Parmi les mesures portées par la Société française d’étude et de traitement de la douleur (SFETD) dans le cadre de la stratégie décennale sur les soins palliatifs et des débats parlementaires autour du projet de loi sur la fin de vie, deux mesures avaient été actées : la pérennisation des structures de douleur chronique (SDC) et la mise en place de plateformes interventionnelles dans chaque région.
« À travers la difficile question de la fin de vie, les pouvoirs publics ont choisi d’adresser le grand défi de la prise en charge de la douleur », se félicitait le Pr Éric Serra, psychiatre et médecin de la douleur, vice-président de la SFETD, lors d’une conférence de presse le 6 juin. La société savante a été « entendue » sur l’amélioration de la prise en charge en fin de vie mais aussi « tout au long de la vie », a-t-il poursuivi. La SFETD voyait alors l’examen par le Parlement du projet de loi sur la fin de vie comme une opportunité « unique » d’améliorer l’accès aux soins des patients souffrant de douleurs réfractaires, particulièrement en cancérologie.
Soulager les douleurs réfractaires
Parmi les patients à un stade avancé, ce type de douleurs est « la première cause de demande d’euthanasie », estime le Dr Denis Dupoiron, anesthésiste-réanimateur, chef du département douleur de l’Institut de cancérologie de l’ouest à Angers. L’objectif est que chaque patient faisant une demande d’aide à mourir pour des douleurs insupportables ait accès à l’expertise des SDC.
De nouvelles techniques antalgiques sont disponibles, en particulier les injections intrathécales. Mais, cette technique, validée par la Haute Autorité de santé (HAS), réclame une grande technicité, notamment pour la mise en place de la pompe. « Peu de centres sont capables de le faire », souligne le Dr Dupoiron.
Pour diffuser ces techniques innovantes et former les professionnels, la SFETD veut déployer des plateformes interventionnelles, associant dans chaque région l’ensemble des soignants concernés par la prise en charge des douleurs réfractaires, des pharmaciens aux infirmiers, en passant par les médecins. « Environ 10 % des patients atteints de cancer » pourraient bénéficier du déploiement de ces structures.
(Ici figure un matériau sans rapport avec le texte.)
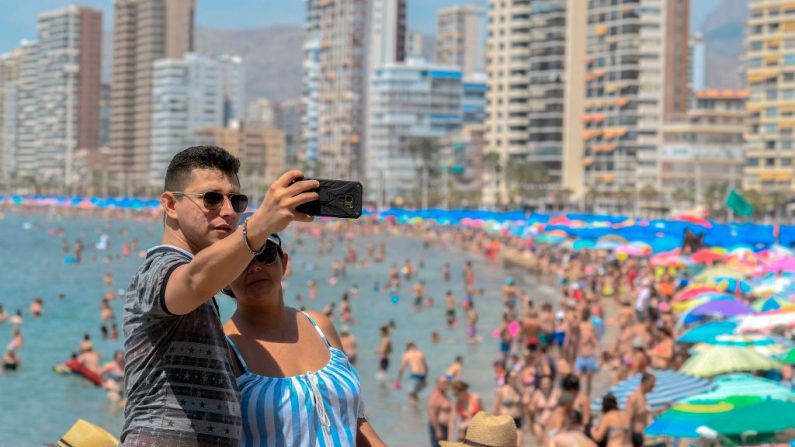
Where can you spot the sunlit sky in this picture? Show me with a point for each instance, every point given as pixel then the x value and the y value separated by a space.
pixel 18 19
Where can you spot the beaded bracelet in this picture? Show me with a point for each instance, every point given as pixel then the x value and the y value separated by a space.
pixel 245 240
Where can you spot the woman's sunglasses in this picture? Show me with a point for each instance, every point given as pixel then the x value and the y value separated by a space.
pixel 213 200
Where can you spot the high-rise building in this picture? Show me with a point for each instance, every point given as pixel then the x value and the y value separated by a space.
pixel 636 76
pixel 387 33
pixel 143 32
pixel 234 79
pixel 459 38
pixel 704 148
pixel 535 59
pixel 410 101
pixel 9 84
pixel 259 146
pixel 187 94
pixel 770 76
pixel 288 119
pixel 698 63
pixel 262 110
pixel 58 95
pixel 334 84
pixel 473 99
pixel 420 46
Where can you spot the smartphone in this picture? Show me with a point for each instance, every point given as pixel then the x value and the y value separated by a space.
pixel 338 198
Deux plateformes sont déjà actives : en Pays de la Loire et en Auvergne-Rhône-Alpes (plateforme Itara). Un financement, « modeste » selon le Pr Serra, a été accordé par la Direction générale de l’offre de soins (DGOS) pour développer une structure nationale chargée d’identifier les acteurs locaux à engager dans les plateformes régionales.
Des infirmières expertes en appui de la prise en charge
En parallèle, la SFETD avait obtenu la pérennisation des SDC. Au nombre de 276 sur le territoire, ces structures ont vocation à prendre en charge les 30 % des Français qui souffrent de douleurs chroniques. « Des incitations à les développer seront mises en place, notamment afin d’en créer 15 en cancérologie et 12 pour les mineurs », indique la SFETD.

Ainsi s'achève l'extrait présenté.